L'art rupestre, patrimoine de l'humanité.
Ensemble rupestre
i
La Solana de las Covachas
ii
El Torcal de las Bojadillas
iii
Prado del Tornero
iv
El arte rupestre en el arco mediterraneo
v
Diccionario

Dans la géographie de Nerpio, la nature a percé une grande part du calcaire de la période jurassique, formant des ravins et zones escarpées pleines de creux, cavités et abris rocheux qui contiennent une preuve magnifique de la capacité de création de l’homme préhistorique qui notre culture est loin de connaître et d’estimer en toute son importance.

Les premiers restes archéologiques trouvés dans ce Parc culturel sont de la période Mésolithique ou Epipaléolithique. C’est un important groupe de peintures rupestres encadrées dans ce qu’on connaît comme Art rupestre de l’arc de la Méditerranée, incomparable à cause de sa singularité.

style="text-align: left;" Ces artistes primitifs vivaient de la chasse et de la récolte et pintaient les cavernes de cette région ; l’entrée de la plus part de ces cavernes était vers le sud ou était de facile accès ; ces artistes pintaient des images et après les remplissaient avec encre plane monochrome. La simplicité des formes et les images planes rendent l’identification plus facile.

L’art rupestre levantin est la plus part figuratif et naturaliste, en contraste avec l’art schématique moins fréquent dans la zone. Le principal protagoniste de ces frises est l’homme, qui quelques fois apparaît comme chasseur, d’autres comme guerrier, quelques fois comme récolteur et en occasions rares domestiquant d’animaux ou comme agriculteur. Quand la femme participait à ces scènes, elle apparaît comme danseuse ou récolteuse.

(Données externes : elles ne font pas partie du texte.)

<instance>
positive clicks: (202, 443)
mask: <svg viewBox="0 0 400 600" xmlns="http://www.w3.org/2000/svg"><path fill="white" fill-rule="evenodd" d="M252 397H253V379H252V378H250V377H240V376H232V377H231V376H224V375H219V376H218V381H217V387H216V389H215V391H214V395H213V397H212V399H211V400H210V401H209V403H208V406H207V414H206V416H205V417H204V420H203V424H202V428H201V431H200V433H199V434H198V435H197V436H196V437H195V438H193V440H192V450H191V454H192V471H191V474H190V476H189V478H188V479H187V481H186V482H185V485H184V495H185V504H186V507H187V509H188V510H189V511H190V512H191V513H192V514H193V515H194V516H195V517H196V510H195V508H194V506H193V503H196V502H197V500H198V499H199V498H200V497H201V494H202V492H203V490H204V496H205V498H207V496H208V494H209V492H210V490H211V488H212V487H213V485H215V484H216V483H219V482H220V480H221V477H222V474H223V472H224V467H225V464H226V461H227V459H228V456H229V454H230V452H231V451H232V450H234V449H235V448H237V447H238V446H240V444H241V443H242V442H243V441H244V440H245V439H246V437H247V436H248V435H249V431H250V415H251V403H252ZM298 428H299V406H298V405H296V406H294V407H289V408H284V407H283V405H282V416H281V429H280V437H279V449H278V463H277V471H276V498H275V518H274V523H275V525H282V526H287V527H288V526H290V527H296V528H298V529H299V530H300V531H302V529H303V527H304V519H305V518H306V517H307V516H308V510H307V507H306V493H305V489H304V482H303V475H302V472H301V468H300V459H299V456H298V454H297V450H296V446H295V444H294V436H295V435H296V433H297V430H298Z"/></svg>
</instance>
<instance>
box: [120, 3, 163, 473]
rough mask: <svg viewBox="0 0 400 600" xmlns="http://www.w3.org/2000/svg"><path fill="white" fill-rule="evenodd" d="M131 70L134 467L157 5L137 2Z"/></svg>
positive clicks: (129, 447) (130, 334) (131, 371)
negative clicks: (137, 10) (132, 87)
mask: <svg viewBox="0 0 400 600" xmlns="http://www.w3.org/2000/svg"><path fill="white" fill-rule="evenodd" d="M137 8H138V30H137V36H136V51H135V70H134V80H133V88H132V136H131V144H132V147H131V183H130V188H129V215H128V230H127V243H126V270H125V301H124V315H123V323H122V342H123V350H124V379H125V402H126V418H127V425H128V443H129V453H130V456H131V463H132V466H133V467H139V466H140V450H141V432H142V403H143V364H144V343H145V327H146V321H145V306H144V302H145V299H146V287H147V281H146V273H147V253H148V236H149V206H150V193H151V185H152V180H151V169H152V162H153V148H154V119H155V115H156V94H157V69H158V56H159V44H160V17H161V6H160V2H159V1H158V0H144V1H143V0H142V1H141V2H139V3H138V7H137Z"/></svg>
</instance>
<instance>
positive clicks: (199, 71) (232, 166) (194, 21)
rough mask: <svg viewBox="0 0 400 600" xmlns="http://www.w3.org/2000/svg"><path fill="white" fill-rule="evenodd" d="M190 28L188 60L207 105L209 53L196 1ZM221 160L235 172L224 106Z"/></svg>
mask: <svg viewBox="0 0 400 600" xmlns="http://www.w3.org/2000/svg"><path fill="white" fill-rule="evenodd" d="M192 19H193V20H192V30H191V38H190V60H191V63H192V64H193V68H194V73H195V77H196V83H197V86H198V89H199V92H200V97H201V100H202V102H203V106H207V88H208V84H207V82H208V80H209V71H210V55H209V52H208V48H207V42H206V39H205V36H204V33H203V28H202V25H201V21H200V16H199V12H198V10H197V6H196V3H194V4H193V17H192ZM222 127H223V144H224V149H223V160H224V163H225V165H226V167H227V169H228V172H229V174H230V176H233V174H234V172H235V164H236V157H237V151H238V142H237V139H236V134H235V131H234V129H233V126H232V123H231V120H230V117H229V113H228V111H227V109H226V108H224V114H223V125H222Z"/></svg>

Les espèces d’animaux plus représentées sont les caprins, cervidés, bovidés et équidés.

Des plus de soixante abris trouvés dans la région, on distingue les conjoints du Torcal de las Bojadillas et La Solana de las Covachas à la source de la rivière du Taibilla.

L’art rupestre n’a pas une causalité esthétique ou de plaisir et sans doute il n’a pas été le produit du loisir. On ne peut pas rejeter complètement la possibilité qu’il s’agit de sanctuaires de chasseurs, mais selon beaucoup de scènes qui ne semblent pas exprimer cette activité, on pressentit l’existence de beaucoup d’autres raisons qui actuellement nous échappent.

Le groupe d’abris avec peintures rupestres dans le Parc culturel de Nerpio comprend 70% de Castille-La Manche. Nous semble un phénomène inexplicable que quelques expositions picturales millénaires soient préservées jusqu’à nos jours. L’utilisation d’un pigment si résistant comme l’oxyde de fer, leur localisation dans le lieu adéquat, leur fossilisation progressive et le temps nous ont donné la possibilité que ces legs millénaires subsistent.


Parque cultural de Nerpio, 2004. Ayuntamiento de Nerpio.